Which results ¡n a growing inability of senior managers to really define the business problems facing the organisation — there are so many problems and everything is getting so bewilderingly complicated! This makes it even more difficult to correctly focus Lean value stream improvement activities on doing the right things in the right sequence to solve these problems. As a result there is a growing gulf between what managers do and the value stream improvements that would really make a difference to the business.

I walked through a plant recently and saw that it is now producing ten times the number of marginally different products to ten years ago. The true capacity of this shared production system is unclear — no one knows what it really costs to add a new product to the mix — and no one knows the amount of cash tied up in inventories, backorders, write-offs etc. that are a reflection of the way this shared production and distribution system is run.

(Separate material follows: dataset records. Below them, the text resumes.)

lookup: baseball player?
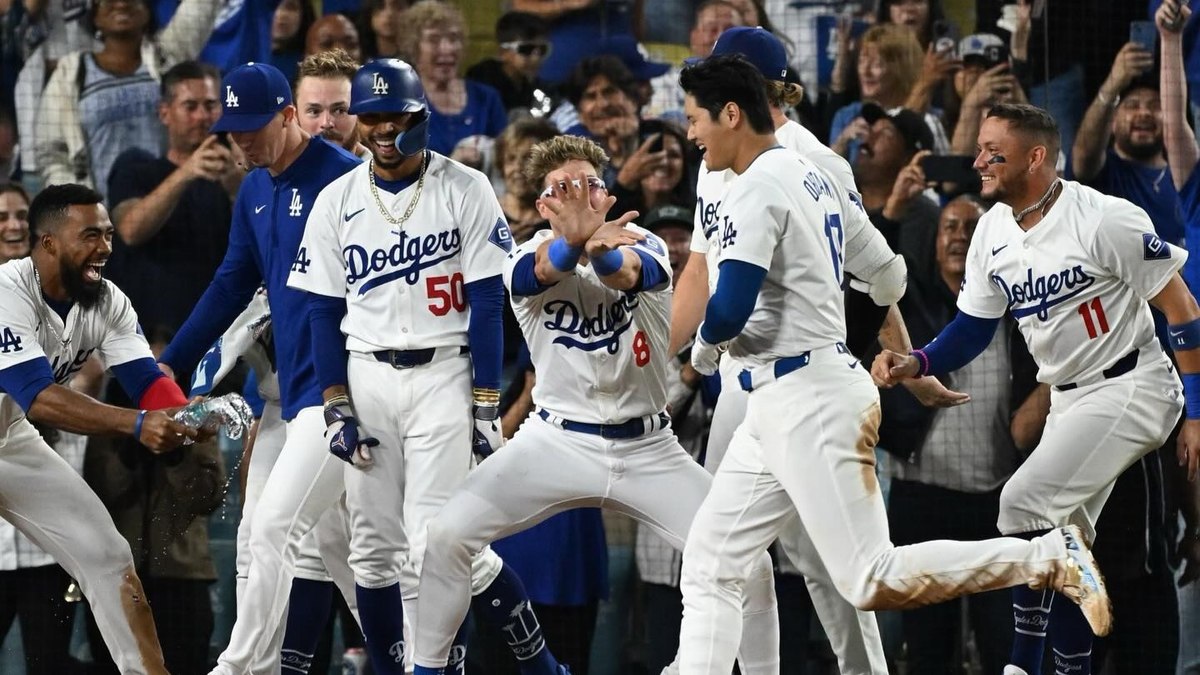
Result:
[0,184,197,674]
[671,26,945,675]
[414,136,779,675]
[160,64,359,675]
[191,291,358,673]
[874,104,1200,675]
[288,59,559,675]
[679,55,1111,675]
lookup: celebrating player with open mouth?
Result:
[874,99,1200,675]
[680,56,1111,675]
[0,184,197,675]
[415,136,779,675]
[288,59,571,675]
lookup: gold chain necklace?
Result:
[367,153,430,226]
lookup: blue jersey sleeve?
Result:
[0,357,54,413]
[466,273,501,389]
[920,310,1000,376]
[158,192,263,374]
[700,259,767,345]
[308,293,349,392]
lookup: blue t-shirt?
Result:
[430,79,509,157]
[1068,148,1183,246]
[158,138,360,419]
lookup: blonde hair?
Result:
[296,47,359,84]
[858,24,925,95]
[524,136,608,189]
[767,79,804,108]
[396,0,467,64]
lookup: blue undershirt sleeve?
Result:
[917,310,1000,376]
[700,259,767,345]
[634,249,670,292]
[308,293,349,392]
[511,253,550,298]
[466,273,504,389]
[0,357,54,413]
[112,357,166,405]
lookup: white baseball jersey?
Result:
[958,181,1188,384]
[0,258,154,429]
[715,148,882,365]
[504,225,672,424]
[288,153,512,352]
[691,120,858,294]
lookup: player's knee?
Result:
[425,515,470,557]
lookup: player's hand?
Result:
[1176,419,1200,480]
[180,136,233,180]
[583,218,646,258]
[1100,42,1154,93]
[325,405,379,468]
[871,350,920,389]
[691,324,728,375]
[902,374,971,408]
[1154,0,1192,37]
[138,410,198,453]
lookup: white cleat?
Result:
[1055,525,1112,635]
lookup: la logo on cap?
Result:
[371,73,388,96]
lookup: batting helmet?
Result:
[349,59,430,156]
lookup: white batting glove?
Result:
[691,324,730,375]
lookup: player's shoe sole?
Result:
[1055,525,1112,635]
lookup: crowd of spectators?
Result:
[0,0,1200,675]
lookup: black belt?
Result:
[1055,350,1138,392]
[538,410,671,438]
[371,347,470,369]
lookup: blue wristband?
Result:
[133,410,146,442]
[546,237,583,271]
[1166,318,1200,352]
[1180,372,1200,419]
[592,249,625,276]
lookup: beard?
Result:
[59,254,104,310]
[1116,136,1163,162]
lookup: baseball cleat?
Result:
[1055,525,1112,635]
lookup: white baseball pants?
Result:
[704,354,888,675]
[0,418,167,675]
[679,346,1066,675]
[415,413,779,675]
[997,353,1183,540]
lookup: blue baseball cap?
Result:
[712,25,787,82]
[212,62,292,132]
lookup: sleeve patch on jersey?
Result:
[1141,232,1171,261]
[487,217,512,253]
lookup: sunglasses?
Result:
[539,175,608,199]
[500,42,550,56]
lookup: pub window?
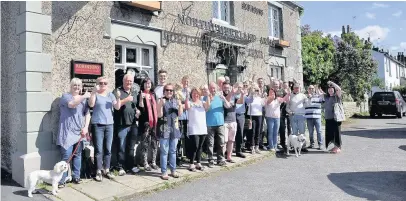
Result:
[114,42,154,79]
[268,4,282,38]
[213,1,233,24]
[270,66,282,79]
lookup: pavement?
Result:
[2,117,406,201]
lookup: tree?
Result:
[329,32,378,103]
[302,25,335,85]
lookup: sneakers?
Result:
[251,146,255,154]
[94,170,103,182]
[255,146,261,154]
[131,167,140,173]
[151,163,158,170]
[235,152,246,158]
[105,171,115,179]
[118,168,126,176]
[207,161,214,168]
[72,178,82,184]
[217,161,227,167]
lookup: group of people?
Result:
[57,70,341,187]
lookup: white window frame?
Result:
[269,65,282,80]
[213,1,231,25]
[114,41,155,80]
[268,3,282,40]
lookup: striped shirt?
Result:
[305,94,323,119]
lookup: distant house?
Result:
[371,48,406,94]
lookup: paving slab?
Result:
[115,175,159,193]
[72,178,134,200]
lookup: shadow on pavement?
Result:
[351,115,397,119]
[342,127,406,139]
[327,171,406,201]
[399,145,406,151]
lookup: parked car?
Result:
[369,91,406,118]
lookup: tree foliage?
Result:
[302,25,335,85]
[329,32,378,102]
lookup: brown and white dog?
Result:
[27,161,69,198]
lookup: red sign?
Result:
[74,63,102,76]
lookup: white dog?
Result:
[286,134,306,157]
[27,161,69,198]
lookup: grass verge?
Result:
[119,152,275,200]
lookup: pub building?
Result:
[1,1,303,185]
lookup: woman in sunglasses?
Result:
[246,84,266,154]
[157,84,184,180]
[138,77,158,171]
[89,77,121,182]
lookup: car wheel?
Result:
[396,112,402,119]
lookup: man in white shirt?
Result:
[305,85,323,149]
[154,69,168,100]
[286,83,307,152]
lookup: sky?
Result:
[297,1,406,55]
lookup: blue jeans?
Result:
[266,117,280,149]
[92,124,113,170]
[290,114,306,135]
[307,118,323,145]
[59,141,83,184]
[159,138,179,174]
[116,125,138,170]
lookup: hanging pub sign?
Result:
[71,60,103,93]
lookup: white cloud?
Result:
[390,46,399,51]
[354,25,390,42]
[324,25,390,42]
[400,42,406,50]
[392,10,403,17]
[372,3,389,8]
[365,12,376,19]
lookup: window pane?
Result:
[142,48,151,66]
[275,68,279,79]
[220,1,230,22]
[127,48,137,63]
[114,45,123,63]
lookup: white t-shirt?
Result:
[154,85,164,99]
[248,97,265,116]
[187,101,207,135]
[265,99,282,118]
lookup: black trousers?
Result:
[325,119,341,148]
[251,115,263,146]
[186,134,206,164]
[279,115,292,148]
[235,114,245,153]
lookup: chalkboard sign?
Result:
[71,60,104,93]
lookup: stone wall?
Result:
[1,1,20,170]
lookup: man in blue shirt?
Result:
[204,82,230,168]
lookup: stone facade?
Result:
[1,1,303,185]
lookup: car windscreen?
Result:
[372,92,395,100]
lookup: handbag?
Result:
[334,96,345,122]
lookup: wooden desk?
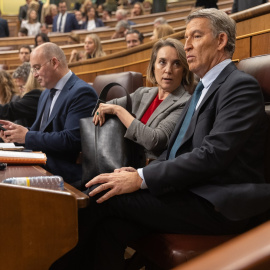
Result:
[0,165,88,270]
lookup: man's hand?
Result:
[0,120,28,143]
[85,171,142,203]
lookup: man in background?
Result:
[19,45,32,63]
[125,29,144,48]
[0,10,9,38]
[1,42,97,189]
[52,0,80,33]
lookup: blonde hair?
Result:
[85,34,106,58]
[0,70,17,104]
[146,38,194,88]
[154,24,174,39]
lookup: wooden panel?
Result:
[251,32,270,56]
[232,37,250,59]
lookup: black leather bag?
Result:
[80,83,145,183]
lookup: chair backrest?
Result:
[237,54,270,183]
[237,54,270,104]
[93,71,143,100]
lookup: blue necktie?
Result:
[39,88,57,130]
[169,81,204,159]
[58,14,63,32]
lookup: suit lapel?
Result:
[147,85,185,126]
[167,63,236,157]
[137,87,158,119]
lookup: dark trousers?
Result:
[52,190,248,270]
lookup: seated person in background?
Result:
[151,24,174,40]
[115,8,136,25]
[12,62,31,96]
[125,29,144,48]
[19,45,32,63]
[21,9,41,36]
[130,2,144,18]
[69,34,106,63]
[101,9,112,21]
[0,71,44,127]
[52,0,80,33]
[40,23,50,35]
[74,10,85,29]
[35,33,50,47]
[82,7,104,31]
[93,38,193,162]
[0,42,97,189]
[80,0,93,19]
[0,70,20,105]
[63,9,270,270]
[111,21,130,39]
[67,33,81,44]
[0,10,9,37]
[18,27,28,37]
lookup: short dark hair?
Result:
[19,45,32,53]
[125,29,144,43]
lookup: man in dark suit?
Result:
[1,42,97,188]
[52,1,80,33]
[52,9,270,269]
[0,10,9,37]
[19,0,31,22]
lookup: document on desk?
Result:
[0,151,47,164]
[0,143,24,151]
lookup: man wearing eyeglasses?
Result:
[0,42,97,188]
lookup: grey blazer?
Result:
[110,86,190,159]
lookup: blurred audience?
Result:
[115,8,136,25]
[52,0,80,33]
[111,20,130,39]
[0,70,20,105]
[18,27,28,37]
[69,34,106,63]
[35,33,50,47]
[21,9,41,36]
[130,2,144,18]
[82,7,104,31]
[67,33,81,44]
[126,29,144,48]
[151,24,174,40]
[0,9,9,37]
[19,45,32,63]
[0,72,44,127]
[19,0,31,22]
[12,62,31,96]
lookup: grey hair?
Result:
[37,42,67,66]
[12,62,31,82]
[115,20,130,32]
[186,8,236,57]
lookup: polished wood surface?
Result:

During this walk I also notice only a hand full of people actually making things on the shop floor — and yet the canteen is full at lunchtime with all sorts of support staff! What do they really do? Manage and feed the IT systems they rely on to cope with this complexity! The predictable result is that they are constantly revising and changing every plan all the time instead of letting inventories absorb the volatility of the market, at least for the core products. Which in turn guarantees that everyone will spend most of their time fire-fighting to meet these new plans. I could go on with example after example in both manufacturing and services. I am sure you have your own.

This leads me to conclude that there is still work to be done to articulate the business case for a value stream redesign in terms of increased customer satisfaction, less complexity, lower costs, cash savings from lower inventories and often biggest of all the capital saved from not building that new plant or warehouse.

Turning these into money saved is one thing, but the most powerfui reinforcement of this message is when the key department heads take a guided walk together through the whole process to see the potential for themselves. Seeing the true potential and turning this into money is the first step towards seeing and doing the right things on the right processes to achieve the relay big gains that will underpin the survival and growth of the organisation.